Robert Gooch, chief executive of the British Free Range Egg Producers Association (BFREPA), said the situation is “unsustainable” and called for an egg price rise to help farmers ride out the “huge levels of volatility caused by this hot, dry weather”.
But Alaistaire Brice, of Havensfield Happy Hens at Hoxne, near Diss, said high feed prices were affecting the whole of the livestock sector, and it was unrealistic to ask for egg prices to be raised.
Instead, he said BFREPA should focus on addressing the factors which have created a national over-supply of eggs, and challenge the introduction of feed tracker contracts – aimed at insuring producers against volatility by linking the egg prices to the cost of feed – which he said do not work.
He said: “I am not saying we are hard done by, because this is also affecting every other livestock sector. We are all feeding expensive cereals, and the price of our end product is not going up. But we all go into farming knowing that the prices fluctuate and at some point you will be put under pressure.
“The biggest problem is the over-supply of eggs and the unprecedented period of hot weather which has caused a massive loss of egg weight. If a chicken is hot, it does not eat and so the eggs will be smaller, so we have got a massive glut of medium and small eggs which are a real struggle to move.
“At the end of the day when something is in oversupply you cannot expect people to pay more. Rather than asking for more money, I think we need to ascertain what the public wants.
“The over-supply is being caused by the messages we are being given by the supermarkets, which are given to them by consumers. We have reacted to the supermarkets’ commitment not to sell colony caged eggs by 2025 but, if we lose those and barn eggs do not replace them, then free range becomes the normal. Despite the added costs associated with it, the premium will be gone.
“The barn egg has not really found its place in the market because no-one really knows what it is, but everyone knows what free-range means. Farmers have jumped on it and we have increased the number of free-range units – but we have gone too quickly while there are still colony caged eggs being produced, so the number of birds laying eggs is at record numbers.

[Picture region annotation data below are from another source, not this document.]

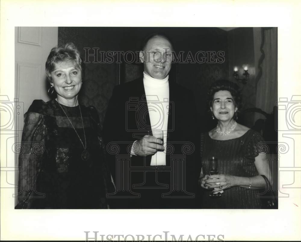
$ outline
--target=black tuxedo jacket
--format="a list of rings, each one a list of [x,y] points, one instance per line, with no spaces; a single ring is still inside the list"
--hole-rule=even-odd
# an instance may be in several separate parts
[[[169,107],[166,165],[157,167],[150,166],[151,156],[130,156],[134,141],[151,130],[143,78],[119,85],[113,90],[103,129],[118,192],[111,197],[115,198],[111,198],[112,208],[198,207],[197,180],[201,164],[193,95],[170,80],[169,83],[168,101],[156,102],[156,97],[153,101],[158,108],[162,105]],[[181,184],[180,177],[183,179]],[[123,183],[125,182],[127,184]]]

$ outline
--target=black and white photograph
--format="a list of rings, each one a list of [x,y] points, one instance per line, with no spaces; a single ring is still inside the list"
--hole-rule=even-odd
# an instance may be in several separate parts
[[[141,26],[46,11],[2,24],[1,239],[301,238],[299,61],[283,61],[300,37],[163,11]]]

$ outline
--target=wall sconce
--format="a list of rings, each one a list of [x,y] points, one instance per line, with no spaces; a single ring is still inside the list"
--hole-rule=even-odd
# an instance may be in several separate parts
[[[245,84],[248,82],[249,76],[250,75],[248,72],[248,65],[246,64],[243,65],[243,68],[244,71],[244,72],[243,74],[243,78],[239,78],[238,73],[238,68],[237,66],[234,67],[234,73],[233,74],[233,76],[237,81],[240,81],[243,84]]]

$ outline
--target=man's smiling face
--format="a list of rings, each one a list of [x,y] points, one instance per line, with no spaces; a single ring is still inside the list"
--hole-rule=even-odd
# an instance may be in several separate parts
[[[141,58],[144,63],[144,71],[156,79],[165,78],[171,68],[172,47],[164,38],[155,36],[147,42]]]

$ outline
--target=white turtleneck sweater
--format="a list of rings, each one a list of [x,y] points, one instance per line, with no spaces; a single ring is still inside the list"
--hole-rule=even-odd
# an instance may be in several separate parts
[[[164,151],[158,151],[152,156],[150,165],[164,165],[166,164],[165,150],[169,106],[168,76],[164,79],[159,80],[144,72],[143,84],[152,130],[153,132],[159,130],[163,132]]]

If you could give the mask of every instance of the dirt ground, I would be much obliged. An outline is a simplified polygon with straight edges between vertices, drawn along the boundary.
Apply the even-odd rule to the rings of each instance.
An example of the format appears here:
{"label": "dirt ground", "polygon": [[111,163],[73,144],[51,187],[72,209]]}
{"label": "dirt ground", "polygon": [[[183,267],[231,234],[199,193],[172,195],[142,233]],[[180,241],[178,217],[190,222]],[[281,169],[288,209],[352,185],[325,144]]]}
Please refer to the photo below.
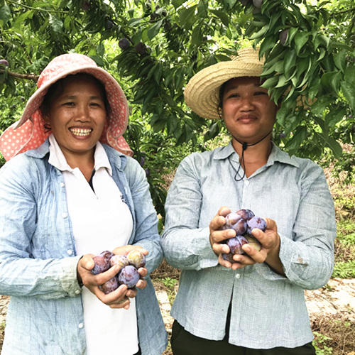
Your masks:
{"label": "dirt ground", "polygon": [[[173,324],[170,303],[167,290],[158,280],[153,280],[153,283],[170,335]],[[355,355],[355,279],[332,279],[324,288],[305,291],[305,297],[312,330],[332,338],[327,343],[333,351],[324,354]],[[7,296],[0,296],[0,350],[9,300]],[[171,354],[168,347],[163,355]]]}

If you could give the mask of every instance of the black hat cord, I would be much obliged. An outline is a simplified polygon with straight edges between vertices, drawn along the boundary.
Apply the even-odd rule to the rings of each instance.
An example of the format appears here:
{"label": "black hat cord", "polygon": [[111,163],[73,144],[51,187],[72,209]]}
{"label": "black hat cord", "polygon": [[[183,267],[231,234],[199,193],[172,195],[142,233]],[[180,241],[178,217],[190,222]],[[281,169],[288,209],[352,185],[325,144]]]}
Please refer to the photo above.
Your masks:
{"label": "black hat cord", "polygon": [[[241,157],[239,160],[239,167],[238,168],[238,170],[236,170],[236,175],[234,176],[234,180],[236,181],[241,181],[244,178],[244,176],[245,176],[245,161],[244,161],[244,151],[246,151],[246,148],[248,147],[251,147],[253,146],[255,146],[256,144],[258,144],[258,143],[260,143],[261,141],[263,141],[271,132],[273,131],[273,130],[270,131],[270,132],[268,133],[268,134],[266,134],[266,136],[264,136],[260,141],[258,141],[256,143],[253,143],[252,144],[248,144],[246,142],[241,142],[238,138],[236,138],[236,137],[234,137],[234,136],[231,136],[237,142],[240,143],[241,144]],[[243,176],[240,178],[240,179],[237,179],[236,178],[236,175],[238,175],[238,173],[239,173],[239,170],[241,168],[241,164],[243,164],[243,169],[244,170],[244,173],[243,174]]]}

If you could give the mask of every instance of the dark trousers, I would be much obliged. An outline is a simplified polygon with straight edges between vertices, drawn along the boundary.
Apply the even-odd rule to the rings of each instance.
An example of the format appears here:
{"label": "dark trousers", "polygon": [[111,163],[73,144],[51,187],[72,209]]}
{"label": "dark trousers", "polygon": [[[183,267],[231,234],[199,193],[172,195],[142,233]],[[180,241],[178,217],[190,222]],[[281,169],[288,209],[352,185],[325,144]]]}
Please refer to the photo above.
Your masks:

“There are so many issues. We have got discounting superstores that sell more pre-packed eggs that any other retailer with very little margin, and that has put pressure on other supermarkets, who have put pressure on their packers and producers and eroded their margin at a time when the feed prices are at a record high – and we are an industry where 60-70pc of our costs are related to feed. It is like a perfect storm.”
FEED TRACKER CONTRACTS
BFREPA said retailers could help the situation by offering contracts which link the price of eggs to the cost of feed.
“Some retailers and their packers should be applauded for successfully implementing these contracts but it needs to be offered across the board like it is in the broiler and pig sectors,” said Mr Gooch.
But Mr Brice disagreed. He said: “More and more people are being pushed into feed trackers, which have not worked. If you put everyone on feed trackers you take away the market forces that agriculture relies on.
“A lot of the bigger packers have tied producers in with feed trackers which have sewn them up for five years, but I have not heard of any producer that has had an increase in their price because of their feed tracker.”
Mr Brice said the increased feed prices would cost an extra £3 to £3.50 per bird on average – which would require an increase of 14p per dozen of eggs to cover the cost.
He added: “The problem is not now, but when producers need to replace their flocks next time round after losing they will then be required to finance new birds, which will also cost more due costs in rear going up. On average a 16,000-bird unit costs £67,000 to repopulate – where is this money coming from if the previous flock has made significant losses?”